Hi @Maranix, welcome to Ziggit!
is there a reason you are trying to use a function-pointer / vtable based interface?
The problem with your interface is that it defines a function pointer that returns ParseError!void, while your implementation wants to return ParseError!usize, you need some way to be able to support the implementations different value types.
One way would be to use type erasure, for example you could change the
parseFn: *const fn (*anyopaque, []const u8) ParseError!void,
to:
parseFn: *const fn (*anyopaque, []const u8, []u8) ParseError!void,
where the third parameter would serve as the memory destination where the value is written to, on the side of the usage code you would then be able to write a function that specifies the type like this:
pub fn parse(self: *ValueParser, value: []const u8, comptime Result:type) ParseError!Result {
var res:Result = undefined;
self.parseFn(self, value, std.mem.asBytes(&res));
return res;
}
Btw your gen.parse function doesn’t work, PtrType is just *anyopaque and PtrInfo.Pointer.child which is anyopaque doesn’t have any information about what it is, you can’t use *anyopaque or anyopaque to get to a concrete implementation, because that information has been erased. (below is a changed version)
The way to use *anyopaque is to pass such a pointer to some associated function that can be called with it.

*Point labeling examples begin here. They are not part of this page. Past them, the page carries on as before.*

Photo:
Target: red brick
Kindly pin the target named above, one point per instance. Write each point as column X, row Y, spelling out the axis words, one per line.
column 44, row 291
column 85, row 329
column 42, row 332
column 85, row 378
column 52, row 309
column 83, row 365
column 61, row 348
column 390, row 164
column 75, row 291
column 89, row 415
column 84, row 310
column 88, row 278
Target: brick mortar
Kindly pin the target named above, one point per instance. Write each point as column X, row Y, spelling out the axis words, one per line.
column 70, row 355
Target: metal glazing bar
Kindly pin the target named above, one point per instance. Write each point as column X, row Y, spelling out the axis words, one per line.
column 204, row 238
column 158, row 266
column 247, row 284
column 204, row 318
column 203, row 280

For example somewhere in your program where the type information isn’t lost yet, at that place you also create something that allows you to undo the type erasure and then use the concrete implementation to do something.
In your case that place is where the Instance of the ValueParser is created (where the int parser is packaged as a ValueParser).
I changed a few things, the parseFn has three parameters, the ValueParser.init function is called with anytype which is something very different from *anyopaque, it expects to be called with the self pointer from a concrete implementation it then uses that to create an instance of the ValueParser interface that contains a function pointer to the concrete implementations parse function.
(Think of this init function as a small helper, that converts a pointer to the concrete implementation to a fat pointer that is an instance of the interface, where the types have been erased (but the .parseFn function pointer is associated with the .ptr pointer and once it is called with it, it can restore the original type information (because it assumes that it will be called with the right self-pointer)))
The IntParser.parse implementation uses const value_ptr = std.mem.bytesAsValue(usize, dest); to turn the destination bytes into a single element pointer *usize and it then parses the string and stores the result at that address. If the given destination is too small the parse function returns error.DestinationTooSmall
const std = @import("std");
const fmt = std.fmt;
const ParseError = error{
Overflow,
InvalidCharacter,
DestinationTooSmall,
};
pub const ValueParser = struct {
ptr: *const anyopaque,
parseFn: *const fn (parser: *const anyopaque, input: []const u8, destination: []u8) ParseError!void,
const Self = @This();
pub fn init(ptr: anytype) Self {
return .{
.ptr = ptr,
.parseFn = @ptrCast(&std.meta.Child(@TypeOf(ptr)).parse),
};
}
pub fn parse(self: *const Self, value: []const u8, dest: []u8) ParseError!void {
return self.parseFn(self, value, dest);
}
};
pub const IntParser = struct {
pub fn parse(_: *const IntParser, value: []const u8, dest: []u8) ParseError!void {
if (dest.len < @sizeOf(usize)) return error.DestinationTooSmall;
const value_ptr = std.mem.bytesAsValue(usize, dest);
value_ptr.* = try fmt.parseInt(usize, value, 10);
}
pub fn parser(self: *const IntParser) ValueParser {
return ValueParser.init(self);
}
};
pub fn main() !void {
const usize_parser = IntParser{};
const parser: ValueParser = usize_parser.parser();
var usize_val: usize = undefined;
try parser.parse("123456", std.mem.asBytes(&usize_val));
std.debug.print("number: {d}\n", .{usize_val});
}
There are probably a bunch of things that could be improved about this, but it depends on what you really intend to accomplish with this, for example if the set of parser you need, is closed (meaning it is known at compile time, what parsers will be needed), it may make more sense to switch to something that is based on ducktyping and comptime code, using concrete types and generic programming, instead of runtime polymorphism (through type erased interfaces).
To figure out what solution would be best, you would have to describe in more detail what your specific requirements are, how/when you intend to use your parsers and what is known statically at compile time and what is only known at run-time.